Update Korban Gempa Venezuela: 188 Orang Tewas, 1.500 Terluka
Tim penyelamat mencari korban di sebuah bangunan yang runtuh akibat gempa bumi di Caracas pada 24 Juni 2026. Gempa berkekuatan magnitudo 7,1 mengguncang Venezuela pada hari Rabu, menurut laporan Survei Geologi Amerika Serikat (USGS), yang memicu kepanikan di Caracas sebagaimana dilaporkan oleh jurnalis AFP. AFP/ Manaure Quintero
Jadikan tirto.id sumber pilihan pencarian Google

tirto.id - Jumlah korban meninggal di Venezuela bertambah menjadi 188 orang menurut data hingga Jumat (26/6/2026) pukul 07.00 WIB.

Warga Venezuela menyisir reruntuhan bangunan yang ambruk pada Kamis (25/6/2026) untuk mencari korban selamat, sementara tim penyelamat bergerak cepat menuju wilayah utara yang diguncang dua gempa bumi dahsyat.

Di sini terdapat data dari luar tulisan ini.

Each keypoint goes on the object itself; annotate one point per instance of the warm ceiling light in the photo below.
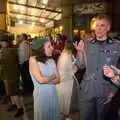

Mengutip pernyataan AP News, Jumat (26/6), pejabat setempat menyatakan sedikitnya 188 orang tewas, 1.500 luka-luka, ribuan masih hilang, dan lebih dari 200 orang masih tertimbun bangunan.

Korban jiwa dikhawatirkan terus bertambah akibat dua gempa berkekuatan 7,2 dan 7,5 magnitudo yang mengguncang pada Rabu (24/6/2026) malam.

Gempa ini termasuk yang terkuat di Venezuela dalam lebih dari satu abad terakhir dan terasa hingga ke seluruh penjuru kawasan. Sejumlah gedung dievakuasi hingga sejauh wilayah Amazon, Brasil.

Merespons bencana ini, Departemen Keuangan AS pada Kamis memutuskan menangguhkan sebagian sanksi hingga 23 Oktober guna memungkinkan transaksi terkait upaya bantuan gempa di Venezuela yang sebelumnya dilarang.

Televisi negara Venezuela menayangkan rekaman dramatis proses penyelamatan, salah satunya seorang perempuan yang tertimpa lempengan beton, hanya telapak kakinya yang tampak, sebelum akhirnya berhasil diselamatkan dalam keadaan hidup.

Namun, tim pencarian nyaris tak terlihat di luar Caracas. Kawasan pesisir La Guaira, di utara ibu kota, mengalami kerusakan dan korban paling parah. Bandara utama negara itu berlokasi di sana dan terpaksa ditutup akibat kerusakan, sehingga mempersulit upaya pengiriman bantuan.

Bencana alam ini menjadi cobaan terbaru bagi Presiden Delcy Rodríguez, mantan wakil presiden yang mengambil alih jabatan sejak Januari setelah penangkapan Maduro.

Venezuela telah dilanda kekacauan ekonomi selama lebih dari satu dekade, dan banyak pihak menolak mengakui legitimasi gerakan politik yang diwakili Rodríguez.

Kesaksian Tim Pencari Soal Kondisi Venezuela

Sebuah kelompok pencari nirlaba yang membantu evakuasi warga menggambarkan situasi di wilayah yang terdampak dua gempa kembar itu sebagai "berbahaya dan rumit".

Salah satu tantangan terbesar dalam membantu warga di negara itu adalah komunikasi, kata Bryan Stern, pendiri Grey Bull Rescue yang berbasis di Florida, dikutip BBC, Jumat (26/6).

"Banyak orang terluka dan membutuhkan pertolongan, namun mereka bahkan tak bisa meminta bantuan. Orang-orang di lapangan membutuhkan segalanya. Mereka butuh pakaian. Mereka butuh komunikasi. Mereka butuh tempat tinggal," ujar Stern.

Kelompok Stern juga bekerja sama dengan organisasi lain untuk mendistribusikan bantuan dan tengah membawa paket komunikasi lengkap ke wilayah tersebut. Namun, ia menyebut timnya membutuhkan sumber daya finansial untuk terus berkontribusi dalam upaya penanganan bencana ini.

"Kami menghabiskan malam di alun-alun umum. Sebagian besar tetangga tidur di jalanan. Saya punya teman yang anggota keluarganya hilang," ujar Leander Perez, warga pusat Caracas, kepada BBC, Rabu (25/6).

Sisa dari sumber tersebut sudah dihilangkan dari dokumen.